Classified as a norepinephrine (noradrenaline) reuptake inhibitor, atomoxetine is approved for use in children, adolescents, and adults. However, its efficacy has not been studied in children under six years old. Its advantage over stimulants for the treatment of ADHD is that it has less abuse potential than stimulants, is not scheduled as a controlled substance, and has shown in clinical trials to offer 24-hour coverage of symptoms associated with ADHD in adults and children.
Initial therapeutic effects of atomoxetine may take at least a week to be felt. Atomoxetine should be taken for 6–8 weeks before deciding whether it is effective or not. Many people respond to atomoxetine who don't respond to stimulants (for ADHD). Atomoxetine may be preferred over amphetamine-based stimulants in patients with psychiatric disorders, those who cannot tolerate stimulants, and those with a substance misuse recurring history. Therapy is usually initiated by gradually increasing the dose to minimize typically minor side effects. As well, some individuals are sensitive to lower doses. If the individual is on stimulants, a gradual titration down of the stimulant dose may be prescribed to minimize side effects.
Strattera was originally intended to be a new antidepressant drug; however, in clinical trials, no such benefits could be proven. Since norepinephrine is believed to play a role in ADHD, Strattera was tested – and subsequently approved – as an ADHD treatment.
Atomoxetine, which inhibits the reuptake of norepinephrine, was originally explored by Eli Lilly as a treatment for depression, but did not show a favorable benefit-to-risk ratio in trials. Failed clinical trials are not submitted to drug regulatory agencies and are considered trade secrets. Subsequently, Lilly then chose to pursue an ADHD treatment route for atomoxetine. Many patients have seen a pronounced anti-depressive effect in conjunction with other antidepressants. More study is needed to understand the full pharmacodynamics.
A small (40 people), 10-week, double-blind clinical trial was reported in the Journal of Clinical Psychiatry on the effectiveness of atomoxetine for treating binge eating disorder. The results of the trial was that atomoxetine was "associated with a significantly greater rate of reduction in binge-eating episode frequency, weight, [and] body mass index." The average daily dose given was 106 mg/day. The authors concluded that atomoxetine is effective for short term treatment of binge eating disorder.

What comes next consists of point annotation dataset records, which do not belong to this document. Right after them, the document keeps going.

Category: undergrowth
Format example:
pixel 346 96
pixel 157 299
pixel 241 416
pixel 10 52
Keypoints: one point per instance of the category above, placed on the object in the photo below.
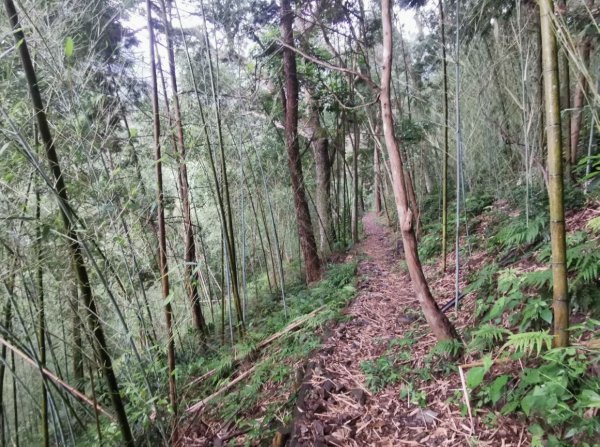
pixel 556 390
pixel 265 400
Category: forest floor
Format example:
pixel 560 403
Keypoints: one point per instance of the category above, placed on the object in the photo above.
pixel 386 346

A preliminary 12-week, randomized, double-blind, placebo-controlled trial was conducted at Duke University Medical Center which studied the effectiveness of atomoxetine on adult obese women. The study included 30 obese women with an average body mass index of 36.1. Fifteen women were given atomoxetine therapy starting at 25 mg/day with a gradual increase to 100 mg/day over 1 week. Fifteen women were given a placebo with identical dosing. By the end of the trial, the atomoxetine group lost an average of 3.6 kg (3.7% of their body mass) vs a 0.1 kg gain in the placebo group (0.2% gain). Three participants in the atomoxetine group and none in the placebo group lost greater than 5% of their mass.